12. The method of claim 1, wherein the video container format of said video container format file is selected from a group consisting of 3GP, Advanced Systems Format (ASF), Audio Video Interleave (AVI), Microsoft Digital Video Recording (DVR-MS), Flash Video (FLV) (F4V), interchange file format (IFF), Matroska (MKV), Motion JPEG (M-JPEG), MJ2—Motion JPEG 2000 file format, QuickTime File Format, moving picture experts group (MPEG) program, MPEG-2 transport stream (MPEG-TS), MP4, RM, NUT, MXF, GXF, ratDVD, SVI, VOB, and DivX Media Format, and a derivative of any member of said group.

13. A method of editing a video container format file, comprising:

displaying media content hosted with at least one video editing object in a video container format file stored in a segment of a memory of a client terminal;

receiving media editing instructions indicative said editing media content from a user;

activating or deactivating said at least one video editing object while said video container format file remains stored in said segment; and

decoding said at least one activated video editing object and said media content from said video container format file;

wherein said decoding comprises editing said media content according to said at least one activated video editing object.

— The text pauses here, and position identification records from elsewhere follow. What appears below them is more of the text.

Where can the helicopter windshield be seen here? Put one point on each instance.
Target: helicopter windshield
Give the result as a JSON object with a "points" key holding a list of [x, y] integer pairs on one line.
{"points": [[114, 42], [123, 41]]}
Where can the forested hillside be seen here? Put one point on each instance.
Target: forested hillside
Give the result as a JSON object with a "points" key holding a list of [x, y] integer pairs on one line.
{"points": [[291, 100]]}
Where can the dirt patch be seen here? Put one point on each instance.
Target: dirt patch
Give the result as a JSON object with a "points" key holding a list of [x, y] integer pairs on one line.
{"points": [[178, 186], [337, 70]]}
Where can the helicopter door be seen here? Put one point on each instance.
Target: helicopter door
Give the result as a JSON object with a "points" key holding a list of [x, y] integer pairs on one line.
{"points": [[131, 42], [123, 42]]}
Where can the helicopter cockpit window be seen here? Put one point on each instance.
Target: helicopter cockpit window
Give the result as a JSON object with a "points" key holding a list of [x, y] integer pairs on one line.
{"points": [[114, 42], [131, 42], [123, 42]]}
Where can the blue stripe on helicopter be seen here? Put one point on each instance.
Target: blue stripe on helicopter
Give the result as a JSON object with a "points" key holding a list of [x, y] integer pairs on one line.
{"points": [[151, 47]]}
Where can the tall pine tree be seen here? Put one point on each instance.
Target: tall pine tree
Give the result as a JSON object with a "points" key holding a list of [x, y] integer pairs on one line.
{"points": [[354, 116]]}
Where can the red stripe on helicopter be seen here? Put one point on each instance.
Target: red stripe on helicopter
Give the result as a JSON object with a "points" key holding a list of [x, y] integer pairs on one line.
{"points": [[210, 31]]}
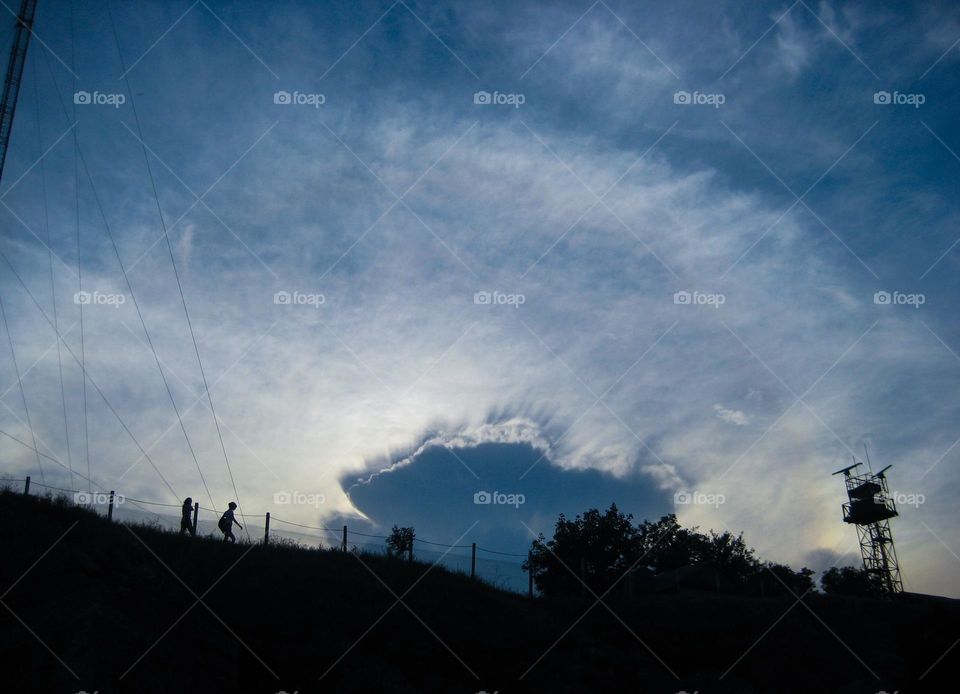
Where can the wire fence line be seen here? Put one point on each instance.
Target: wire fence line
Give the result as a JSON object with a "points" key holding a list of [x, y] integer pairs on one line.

14. The method of claim 13, wherein each said video editing object comprises a flag, said activating or deactivating being performed by changing said flag.

15. A method of decoding a video container format file, comprising:

receiving a media file storing a at least one video block in a video container format and at least one video editing object;

using a decoder to decode editing instructions from said at least one video editing object;

using a video decoder to decode media content from said at least one video block and to edit said media content according to said at least one video editing object; and

outputting an output of said decoded and edited media content.

16. An apparatus for generating a video container format file, comprising:

a memory which stores a video container format file having a video component, an audio component, and a system component;

a user interface for receiving editing instructions pertaining to media content of said video container format file from a user; and

an encoder which encodes said editing instructions in at least one video editing object and adds said at least one video editing object to said system component;

wherein the addition of said at least one video editing object does not change the arrangement or the storage location of said video component and said audio component in said memory.

17. An apparatus for decoding a video container format file, comprising:

a memory which stores a video container format file with media content and at least one video editing object indicative of editing instructions pertaining to said media content;

a decoder which decodes said video container format file by editing said media content according to said editing instructions;

a display which presents said decoded and edited media content;

wherein the decoding is performed without creating a copy of said media content.

18. A method of compressing a video container format file, comprising:

receiving a media file storing a at least one video block in a video container format and at least one video editing object;

using a decoder to decode editing instructions from said at least one video editing object;

using a video decoder to decode media content from said at least one video block;

reencoding said media file according to said at least one video editing object; and

outputting an output of said reencoded media file.